Они охотно стали бы идиотами, эти люди, чтобы только не слышать, как колышется их разум, как в непосильной борьбе с бессмыслицей изнемогает их рассудок. В эти дни, когда там непрестанно из людей делают трупы, я нигде не мог найти покоя и бегал по людям, и много слышал этих разговоров, и много видел этих притворно улыбающихся лиц, уверявших, что война далеко и не касается их. Но еще больше я встретил голого, правдивого ужаса, и безнадежных горьких слез, и исступленных криков отчаяния, когда сам великий разум в напряжении всех своих сил выкрикивал из человека последнюю мольбу, последнее свое проклятие:
— Когда же кончится эта безумная бойня!
У одних знакомых, где я не был давно, быть может, несколько лет, я неожиданно встретил сумасшедшего офицера, возвращенного с войны. Он был мой товарищ по школе, но я не узнал его; но его не узнала и мать, которая его родила. Если бы он год провалялся в могиле, он вернулся бы более похожим на себя, чем теперь. Он поседел и совсем белый; черты лица его мало изменились, но он молчит и слушает что-то — и от этого на лице его лежит грозная печать такой отдаленности, такой чуждости всему, что с ним страшно заговорить. Как рассказали родным, он сошел с ума так: они стояли в резерве, когда соседний полк пошел в штыковую атаку. Люди бежали и кричали «ура» так громко, что почти заглушали выстрелы, — и вдруг прекратились выстрелы, — и вдруг прекратилось «ура», — и вдруг наступила могильная тишина: это они добежали, и начался штыковой бой. И этой тишины не выдержал его рассудок.

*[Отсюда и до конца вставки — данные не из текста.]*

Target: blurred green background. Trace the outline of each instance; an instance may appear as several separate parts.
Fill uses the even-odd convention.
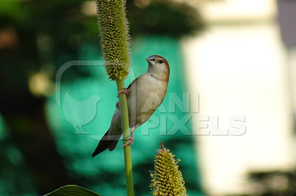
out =
[[[163,56],[171,69],[167,94],[182,97],[187,85],[179,38],[203,29],[198,11],[169,1],[129,0],[127,7],[133,74],[138,77],[146,71],[148,57]],[[61,107],[56,99],[55,75],[63,64],[102,60],[95,1],[0,0],[0,195],[43,195],[69,184],[103,196],[124,195],[120,142],[112,152],[90,156],[115,110],[115,83],[108,81],[102,66],[74,66],[62,78]],[[127,79],[126,86],[132,79]],[[94,95],[101,100],[90,101],[97,111],[82,127],[89,134],[75,134],[75,125],[67,120],[83,118],[87,111],[75,104],[63,108],[64,101],[71,101],[64,99],[67,93],[79,101]],[[167,110],[168,97],[163,103]],[[167,113],[157,111],[154,116]],[[186,114],[177,107],[178,118]],[[169,130],[174,123],[167,121]],[[186,126],[191,129],[190,123]],[[141,127],[136,132],[132,146],[136,195],[151,195],[149,171],[159,141],[181,160],[188,194],[202,195],[192,136],[178,132],[160,135],[161,131],[158,126],[149,135],[142,135]]]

Теперь он спокоен, пока при нем говорят, производят шум, кричат, и он тогда прислушивается и ждет; но стоит наступить минутной тишине — он хватается за голову, бежит на стену, на мебель и бьется в припадке, похожем на падучую. У него много родных, они чередуются вокруг него и окружают его шумом; но остаются ночи, долгие безмолвные ночи, — но тут взялся за дело его отец, тоже седой и тоже немного сумасшедший. Он увешал его комнату громко тикающими часами, бьющими почти непрерывно в разное время, но теперь приспособляет какое-то колесо, похожее на непрерывную трещотку. Все они не теряют надежды, что он выздоровеет, так как ему всего двадцать семь лет, и сейчас у них даже весело. Его одевают очень чисто — не в военное платье, — занимаются его наружностью, и со своими белыми волосами и молодым еще лицом, задумчивый, внимательный, благородный в медленных, усталых движениях, он даже красив.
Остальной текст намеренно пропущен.